12/06/2014
Aldo Rebelo « Au Brésil, le football est plus qu’un sport »
Aldo Rebelo est le ministre des Sports brésilien. Avant le début du Mondial, il revient sur la passion qui lie le football à son pays, et sur les polémiques qui éclaboussent l’événement.
Brasilia, envoyée spéciale
Le Brésil accueille pour la seconde fois la Coupe du monde de football. En quoi votre pays se distingue-t-il des autres nations du football ?
Aldo Rebelo Au Brésil, le football est plus qu’un sport. Par le passé, et encore aujourd’hui, il reste une plate-forme de promotion sociale pour les jeunes, les pauvres, les Noirs, les métis, ou encore les mulâtres. Lorsque le football a fait son apparition au début du XXe siècle, il était pratiqué par l’élite. Les équipes ne comptaient que des joueurs blancs. Puis il s’est diffusé parmi la population la plus défavorisée. Les clubs de masse ont essaimé dans toutes les capitales d’États. Le football a donné aux pauvres ses premières célébrités. Il est donc une institution née en marge du marché et de l’État. Ce n’est que dans les années 1980 que le sponsoring et les droits de retransmission font leur entrée. Auparavant, ce sport était semi-amateur. Les joueurs étaient pour ainsi dire des artisans. Le football s’est marchandisé et cette marchandisation a eu des conséquences plus que néfastes. Le mécénat considère le football comme un produit où seul comptent les bénéfices que rapporteront les résultats. Cette vision écarte toute relation affective, de passion. Ce problème est structurel. Les exigences des sponsors sont souvent intenables pour les clubs. La Coupe du monde n’échappe pas à cela. Elle incarne le rêve et une grande fête populaire et, dans le même temps, le grand commerce des sponsors. Le football est la croisée de ces deux chemins.
Face à cette vision mercantile, avez-vous défendu d’autres choix ?
Aldo Rebelo Nous avons gagné des entrées à des prix plus accessibles que ceux pratiqués par la ligue de la 1re division de football brésilien. Nous offrirons 50 000 places pour les plus défavorisés, et particulièrement aux Indiens. Mais cela ne résout pas le problème. En dehors de la Coupe, les entrées sont chaque jour plus onéreuses. Les administrateurs des stades, qui sont des arènes modernes dont la manutention coûte très cher, demandent toujours davantage. Nous, nous examinons comment une partie des bénéfices contribue à baisser les prix pour les rendre accessibles aux familles en difficulté.
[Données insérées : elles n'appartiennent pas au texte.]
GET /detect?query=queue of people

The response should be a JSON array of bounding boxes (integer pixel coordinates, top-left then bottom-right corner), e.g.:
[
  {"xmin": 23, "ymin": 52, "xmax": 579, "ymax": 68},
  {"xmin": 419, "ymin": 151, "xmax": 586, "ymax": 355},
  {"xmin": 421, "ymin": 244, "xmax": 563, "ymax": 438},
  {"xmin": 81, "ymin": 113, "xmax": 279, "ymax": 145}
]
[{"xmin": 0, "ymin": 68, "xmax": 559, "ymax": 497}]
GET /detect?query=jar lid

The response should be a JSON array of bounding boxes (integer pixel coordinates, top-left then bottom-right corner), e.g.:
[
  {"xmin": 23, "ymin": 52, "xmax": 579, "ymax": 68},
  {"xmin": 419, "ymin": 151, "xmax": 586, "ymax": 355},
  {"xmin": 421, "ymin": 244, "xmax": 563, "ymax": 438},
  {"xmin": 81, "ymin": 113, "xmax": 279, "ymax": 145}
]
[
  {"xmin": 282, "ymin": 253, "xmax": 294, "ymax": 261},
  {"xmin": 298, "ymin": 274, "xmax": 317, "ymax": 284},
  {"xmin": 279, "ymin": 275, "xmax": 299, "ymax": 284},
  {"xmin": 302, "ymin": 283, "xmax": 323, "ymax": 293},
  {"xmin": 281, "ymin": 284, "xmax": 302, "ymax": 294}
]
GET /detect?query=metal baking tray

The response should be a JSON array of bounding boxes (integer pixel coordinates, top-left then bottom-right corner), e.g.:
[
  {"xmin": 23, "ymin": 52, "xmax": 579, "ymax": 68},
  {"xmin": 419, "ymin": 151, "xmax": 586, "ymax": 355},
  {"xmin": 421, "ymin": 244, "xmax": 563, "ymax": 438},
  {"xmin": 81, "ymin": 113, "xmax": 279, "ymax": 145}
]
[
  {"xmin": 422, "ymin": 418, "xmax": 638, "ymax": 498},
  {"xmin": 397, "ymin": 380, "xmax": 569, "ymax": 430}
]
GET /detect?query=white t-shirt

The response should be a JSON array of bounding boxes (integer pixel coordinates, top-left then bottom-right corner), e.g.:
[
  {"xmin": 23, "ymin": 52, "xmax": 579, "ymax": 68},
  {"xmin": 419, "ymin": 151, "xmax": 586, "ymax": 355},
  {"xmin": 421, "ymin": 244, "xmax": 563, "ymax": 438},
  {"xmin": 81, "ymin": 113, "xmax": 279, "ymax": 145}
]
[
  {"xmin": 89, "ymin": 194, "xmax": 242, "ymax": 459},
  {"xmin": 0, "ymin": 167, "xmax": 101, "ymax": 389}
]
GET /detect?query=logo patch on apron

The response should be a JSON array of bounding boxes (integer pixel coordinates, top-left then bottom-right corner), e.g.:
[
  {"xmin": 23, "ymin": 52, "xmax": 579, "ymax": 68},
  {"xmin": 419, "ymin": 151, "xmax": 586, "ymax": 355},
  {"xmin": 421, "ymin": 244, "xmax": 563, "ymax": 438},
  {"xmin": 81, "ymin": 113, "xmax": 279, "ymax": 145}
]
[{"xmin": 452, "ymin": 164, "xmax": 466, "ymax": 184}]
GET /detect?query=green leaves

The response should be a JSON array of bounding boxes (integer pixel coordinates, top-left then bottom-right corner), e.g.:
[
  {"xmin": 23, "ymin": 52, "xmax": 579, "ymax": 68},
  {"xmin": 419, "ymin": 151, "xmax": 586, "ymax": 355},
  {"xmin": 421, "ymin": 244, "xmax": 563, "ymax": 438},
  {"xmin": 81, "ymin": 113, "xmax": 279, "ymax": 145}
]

Car c’est la population pauvre qui assure la popularité du football et son caractère de masse.
Le Brésil a été agité par de fortes critiques quant au coût de l’événement sportif, qui priverait de financements des secteurs plus stratégiques tels que l’éducation ou la santé. Qu’en pensez-vous ?
Aldo Rebelo C’est une critique crétine avancée par les adversaires du gouvernement, l’extrême droite et des groupes d’ultragauche qui ne se rendent pas compte qu’ils font le jeu de leur ennemi déclaré. Il n’existe pas de coût de la Coupe. Celle-ci repose pour l’essentiel sur l’entrepreneuriat privé. Le journal Diario a calculé que le total des investissements liés à la Coupe est l’équivalent des dépenses mensuelles en éducation. Je précise que le total des investissements inclut les infrastructures et la mobilité urbaine : des métros, des viaducs, des avenues, des aéroports, des tramways. Ces œuvres sont comptabilisées dans le budget de la Coupe mais elles seront utiles après. Tous les travaux de stades compris représentent un total de 9 milliards d’euros depuis 2007. Pour rappel : le Brésil débourse chaque année 30 milliards d’euros en intérêts de la dette publique. Donc, les revendications actuelles n’ont rien à voir avec la coupe. Elles existaient auparavant, et continueront d’exister après. La lutte pour l’amélioration du transport urbain, celles pour la sécurité publique, l’éducation, la santé sont des luttes permanentes. Mais dire que la Coupe se réalise au détriment des budgets de ces questions, c’est ridicule.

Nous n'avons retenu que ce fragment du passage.